When I decided to change up my system, I re-evaluated all of my words and looked for opportunities to shorten them to single syllable ones wherever possible. This stems from the idea that when going fast, less syllables means less sub-vocalization used, which means you can go faster. This idea has been championed recently by @LociInTheSky with his new Trochee System.
The idea that less is more when it comes to sub-vocalization is true, up to a point.
Compare these two objects… both options for 170 and the equivalent card pair(s):


So we have TaXi and TuX.
Both are pretty distinct and unique images if taken in a vacuum. For the words themselves, “TuX” has the edge when it comes to syllables, but “TaXi” has the edge when it comes to vibrance, action, and utility and I think this is the more important attribute.
I can think of many ways to incorporate a TaXi into a mnemonic scene. It can crash into a loci, run over another representational element, pick up or drop off something, another element can be driving it or popping out of the trunk, it can burn rubber, it can swerve and jump…
A TuX… can be worn by something. Or maybe it could be brought to life as if a ghost was wearing it. That’s about all I can think of when it comes to making a TuX memorable or active.
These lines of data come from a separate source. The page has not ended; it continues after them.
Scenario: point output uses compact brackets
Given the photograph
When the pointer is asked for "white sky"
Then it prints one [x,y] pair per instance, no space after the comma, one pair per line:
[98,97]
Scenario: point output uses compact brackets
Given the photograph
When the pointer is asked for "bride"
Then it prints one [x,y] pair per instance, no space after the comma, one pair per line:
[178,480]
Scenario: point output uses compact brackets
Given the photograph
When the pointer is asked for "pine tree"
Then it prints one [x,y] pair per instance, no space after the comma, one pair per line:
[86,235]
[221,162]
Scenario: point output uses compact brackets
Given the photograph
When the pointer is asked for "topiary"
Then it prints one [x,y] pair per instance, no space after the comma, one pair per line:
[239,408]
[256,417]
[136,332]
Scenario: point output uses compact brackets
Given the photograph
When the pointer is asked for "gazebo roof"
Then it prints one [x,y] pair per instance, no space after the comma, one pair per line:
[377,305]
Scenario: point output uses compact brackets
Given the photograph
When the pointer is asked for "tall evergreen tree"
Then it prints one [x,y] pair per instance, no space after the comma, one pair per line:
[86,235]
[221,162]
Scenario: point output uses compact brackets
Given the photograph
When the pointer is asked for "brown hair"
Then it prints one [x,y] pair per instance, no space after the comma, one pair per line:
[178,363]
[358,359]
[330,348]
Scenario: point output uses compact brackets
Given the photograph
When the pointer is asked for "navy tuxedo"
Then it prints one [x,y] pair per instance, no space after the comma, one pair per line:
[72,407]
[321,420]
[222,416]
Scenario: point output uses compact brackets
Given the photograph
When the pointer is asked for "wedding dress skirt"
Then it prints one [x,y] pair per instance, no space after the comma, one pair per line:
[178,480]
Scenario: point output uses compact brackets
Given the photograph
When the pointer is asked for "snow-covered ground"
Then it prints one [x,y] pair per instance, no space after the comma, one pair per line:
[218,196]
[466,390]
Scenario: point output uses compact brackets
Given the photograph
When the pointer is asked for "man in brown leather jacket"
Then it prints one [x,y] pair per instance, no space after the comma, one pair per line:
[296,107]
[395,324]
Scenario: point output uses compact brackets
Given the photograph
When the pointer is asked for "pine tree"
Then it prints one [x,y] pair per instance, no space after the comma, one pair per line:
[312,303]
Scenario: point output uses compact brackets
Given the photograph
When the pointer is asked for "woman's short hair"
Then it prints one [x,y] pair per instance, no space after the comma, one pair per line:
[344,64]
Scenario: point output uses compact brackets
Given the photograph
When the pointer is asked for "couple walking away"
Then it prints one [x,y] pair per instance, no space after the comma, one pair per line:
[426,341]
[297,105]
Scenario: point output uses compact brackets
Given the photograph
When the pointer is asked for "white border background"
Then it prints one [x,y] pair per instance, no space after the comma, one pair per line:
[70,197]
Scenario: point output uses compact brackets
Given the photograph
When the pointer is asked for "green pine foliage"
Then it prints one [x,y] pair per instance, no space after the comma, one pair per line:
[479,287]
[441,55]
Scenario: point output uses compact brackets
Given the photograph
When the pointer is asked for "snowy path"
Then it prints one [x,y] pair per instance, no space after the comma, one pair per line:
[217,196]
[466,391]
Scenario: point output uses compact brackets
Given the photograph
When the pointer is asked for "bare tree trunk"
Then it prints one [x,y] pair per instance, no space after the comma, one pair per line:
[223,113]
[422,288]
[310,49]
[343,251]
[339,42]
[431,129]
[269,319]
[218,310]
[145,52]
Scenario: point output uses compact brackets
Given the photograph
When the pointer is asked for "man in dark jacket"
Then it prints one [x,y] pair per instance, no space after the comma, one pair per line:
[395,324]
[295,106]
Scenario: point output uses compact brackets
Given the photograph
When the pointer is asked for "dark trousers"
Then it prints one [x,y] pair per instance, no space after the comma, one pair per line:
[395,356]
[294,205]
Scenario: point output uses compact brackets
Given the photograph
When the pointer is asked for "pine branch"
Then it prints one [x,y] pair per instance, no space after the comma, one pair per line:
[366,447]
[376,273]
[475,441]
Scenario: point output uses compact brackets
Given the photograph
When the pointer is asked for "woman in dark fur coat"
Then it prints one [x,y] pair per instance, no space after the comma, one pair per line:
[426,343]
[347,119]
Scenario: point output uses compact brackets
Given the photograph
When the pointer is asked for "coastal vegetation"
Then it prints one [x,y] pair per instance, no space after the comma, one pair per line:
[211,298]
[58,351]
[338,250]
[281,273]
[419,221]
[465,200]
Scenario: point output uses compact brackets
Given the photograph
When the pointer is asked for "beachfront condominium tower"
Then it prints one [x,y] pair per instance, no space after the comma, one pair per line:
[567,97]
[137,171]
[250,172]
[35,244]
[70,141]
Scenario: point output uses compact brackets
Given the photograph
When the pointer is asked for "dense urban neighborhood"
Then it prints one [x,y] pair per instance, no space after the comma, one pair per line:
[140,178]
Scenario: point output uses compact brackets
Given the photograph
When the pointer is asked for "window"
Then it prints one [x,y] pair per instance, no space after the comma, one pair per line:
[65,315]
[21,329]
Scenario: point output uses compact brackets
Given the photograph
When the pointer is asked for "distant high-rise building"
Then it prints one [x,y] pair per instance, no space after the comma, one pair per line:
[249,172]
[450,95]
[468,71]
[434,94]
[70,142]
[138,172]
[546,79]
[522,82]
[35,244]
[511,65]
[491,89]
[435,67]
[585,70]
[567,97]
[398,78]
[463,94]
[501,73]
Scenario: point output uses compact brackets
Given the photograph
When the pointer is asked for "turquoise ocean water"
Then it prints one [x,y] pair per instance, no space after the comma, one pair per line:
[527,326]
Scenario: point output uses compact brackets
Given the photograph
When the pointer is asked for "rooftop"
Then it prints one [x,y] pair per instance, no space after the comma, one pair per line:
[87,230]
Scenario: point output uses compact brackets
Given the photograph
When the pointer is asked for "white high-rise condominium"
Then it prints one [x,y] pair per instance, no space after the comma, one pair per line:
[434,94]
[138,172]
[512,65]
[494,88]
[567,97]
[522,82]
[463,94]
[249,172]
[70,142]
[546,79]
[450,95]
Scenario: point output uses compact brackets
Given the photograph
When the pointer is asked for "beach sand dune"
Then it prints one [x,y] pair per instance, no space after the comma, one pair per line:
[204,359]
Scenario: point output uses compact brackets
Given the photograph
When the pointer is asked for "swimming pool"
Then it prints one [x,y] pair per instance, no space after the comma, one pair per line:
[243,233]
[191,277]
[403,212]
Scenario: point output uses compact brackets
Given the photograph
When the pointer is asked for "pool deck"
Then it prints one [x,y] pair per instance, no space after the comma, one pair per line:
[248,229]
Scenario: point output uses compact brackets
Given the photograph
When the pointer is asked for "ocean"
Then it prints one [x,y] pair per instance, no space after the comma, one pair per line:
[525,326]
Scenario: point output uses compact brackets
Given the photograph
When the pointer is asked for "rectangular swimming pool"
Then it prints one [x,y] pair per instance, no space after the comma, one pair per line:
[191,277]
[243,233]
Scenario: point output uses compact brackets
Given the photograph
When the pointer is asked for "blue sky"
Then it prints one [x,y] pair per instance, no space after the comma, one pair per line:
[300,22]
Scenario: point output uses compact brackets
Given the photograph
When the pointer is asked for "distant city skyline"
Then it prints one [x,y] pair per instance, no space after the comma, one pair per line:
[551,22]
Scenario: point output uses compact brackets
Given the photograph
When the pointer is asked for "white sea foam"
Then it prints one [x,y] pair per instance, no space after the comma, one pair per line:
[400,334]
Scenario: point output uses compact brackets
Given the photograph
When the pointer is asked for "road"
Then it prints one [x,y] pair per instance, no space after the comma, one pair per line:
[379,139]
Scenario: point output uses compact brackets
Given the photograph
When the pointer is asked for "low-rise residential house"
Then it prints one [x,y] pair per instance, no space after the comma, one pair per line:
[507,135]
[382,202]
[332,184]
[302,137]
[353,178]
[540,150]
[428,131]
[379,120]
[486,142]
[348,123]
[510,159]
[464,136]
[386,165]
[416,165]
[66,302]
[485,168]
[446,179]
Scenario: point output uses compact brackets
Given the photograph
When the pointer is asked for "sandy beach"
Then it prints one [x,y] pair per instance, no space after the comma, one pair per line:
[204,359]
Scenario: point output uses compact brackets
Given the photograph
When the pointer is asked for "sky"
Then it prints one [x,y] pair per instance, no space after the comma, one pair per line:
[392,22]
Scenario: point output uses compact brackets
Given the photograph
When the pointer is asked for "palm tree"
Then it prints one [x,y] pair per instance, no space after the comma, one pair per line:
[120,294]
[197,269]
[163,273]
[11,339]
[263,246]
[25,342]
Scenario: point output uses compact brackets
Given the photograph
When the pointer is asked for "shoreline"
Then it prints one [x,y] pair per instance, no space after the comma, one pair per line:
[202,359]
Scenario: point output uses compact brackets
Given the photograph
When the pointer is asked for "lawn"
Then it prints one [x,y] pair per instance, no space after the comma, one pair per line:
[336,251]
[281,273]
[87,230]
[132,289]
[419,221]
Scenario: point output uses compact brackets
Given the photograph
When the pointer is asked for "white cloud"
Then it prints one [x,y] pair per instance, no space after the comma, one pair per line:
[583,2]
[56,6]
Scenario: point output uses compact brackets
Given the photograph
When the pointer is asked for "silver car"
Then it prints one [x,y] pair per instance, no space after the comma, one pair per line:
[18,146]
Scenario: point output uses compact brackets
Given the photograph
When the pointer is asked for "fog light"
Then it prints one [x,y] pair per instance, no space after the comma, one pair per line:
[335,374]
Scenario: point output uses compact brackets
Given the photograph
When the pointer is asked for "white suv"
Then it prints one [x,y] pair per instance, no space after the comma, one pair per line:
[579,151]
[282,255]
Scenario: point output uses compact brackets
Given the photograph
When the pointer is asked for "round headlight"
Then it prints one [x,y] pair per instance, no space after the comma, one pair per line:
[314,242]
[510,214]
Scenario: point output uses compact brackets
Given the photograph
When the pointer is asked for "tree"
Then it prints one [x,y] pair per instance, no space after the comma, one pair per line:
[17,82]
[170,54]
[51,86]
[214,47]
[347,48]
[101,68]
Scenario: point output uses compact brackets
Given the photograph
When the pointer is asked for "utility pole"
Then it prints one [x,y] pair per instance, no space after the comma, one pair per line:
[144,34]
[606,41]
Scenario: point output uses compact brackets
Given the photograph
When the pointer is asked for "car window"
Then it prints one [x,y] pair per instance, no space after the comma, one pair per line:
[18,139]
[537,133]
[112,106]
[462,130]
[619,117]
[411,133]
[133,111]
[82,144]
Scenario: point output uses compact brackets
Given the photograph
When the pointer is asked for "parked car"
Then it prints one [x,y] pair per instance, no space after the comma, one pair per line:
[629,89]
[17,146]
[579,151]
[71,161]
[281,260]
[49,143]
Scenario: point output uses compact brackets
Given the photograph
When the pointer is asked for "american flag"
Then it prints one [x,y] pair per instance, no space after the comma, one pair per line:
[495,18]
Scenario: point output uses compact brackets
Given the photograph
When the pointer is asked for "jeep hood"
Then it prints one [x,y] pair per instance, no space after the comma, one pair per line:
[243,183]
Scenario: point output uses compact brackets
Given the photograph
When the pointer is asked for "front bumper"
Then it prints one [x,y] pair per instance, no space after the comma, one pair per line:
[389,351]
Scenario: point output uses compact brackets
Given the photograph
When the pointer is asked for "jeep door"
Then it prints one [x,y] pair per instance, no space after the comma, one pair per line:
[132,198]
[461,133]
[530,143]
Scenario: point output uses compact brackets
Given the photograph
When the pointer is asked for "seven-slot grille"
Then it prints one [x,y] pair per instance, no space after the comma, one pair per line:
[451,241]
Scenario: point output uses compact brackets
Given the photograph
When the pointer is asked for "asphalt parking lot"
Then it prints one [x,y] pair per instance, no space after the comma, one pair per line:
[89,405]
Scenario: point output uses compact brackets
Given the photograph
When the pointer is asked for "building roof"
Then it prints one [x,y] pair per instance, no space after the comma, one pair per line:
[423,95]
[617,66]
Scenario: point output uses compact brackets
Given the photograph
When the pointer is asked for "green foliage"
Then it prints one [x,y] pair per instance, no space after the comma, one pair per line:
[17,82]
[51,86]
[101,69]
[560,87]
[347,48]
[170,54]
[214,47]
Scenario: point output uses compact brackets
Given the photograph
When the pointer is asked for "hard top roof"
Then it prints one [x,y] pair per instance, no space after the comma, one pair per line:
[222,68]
So here we have a case where the TaXi is (for me) clearly the better choice, even though TuX is the “quicker” word. But get this… I can train myself to associate the image of the crazy TaXi with a shortened word… “TaX.” I’m not going to confuse it with an income tax bill or a tax collector… I’ll know for certain that speaking, reading, or sub-vocalizing “TaX” in the context of memorization will bring me the image of TaXi. So now, I have a great animatable image that I can also easily shorten to a one-syllable sub-vocalization if I need to. To be honest though, the amount of time it takes to sub-vocalize “TaXi” is nearly identical to the amount it takes for “TuX.” The “i” sound at the end of TaXi is almost just included in the breath after the hard X sound.
Even longer words or phrases like “TaXidermied animal” could be shortened to “TaX.”
So I’d encourage you, if you’re trying to optimize a system, to go for the best images that you can fit into a word or phrase and then look for ways to trim the sub-vocalization down to one or two syllables. You’ll have the best of both worlds: vibrant imagery and fast pronunciations.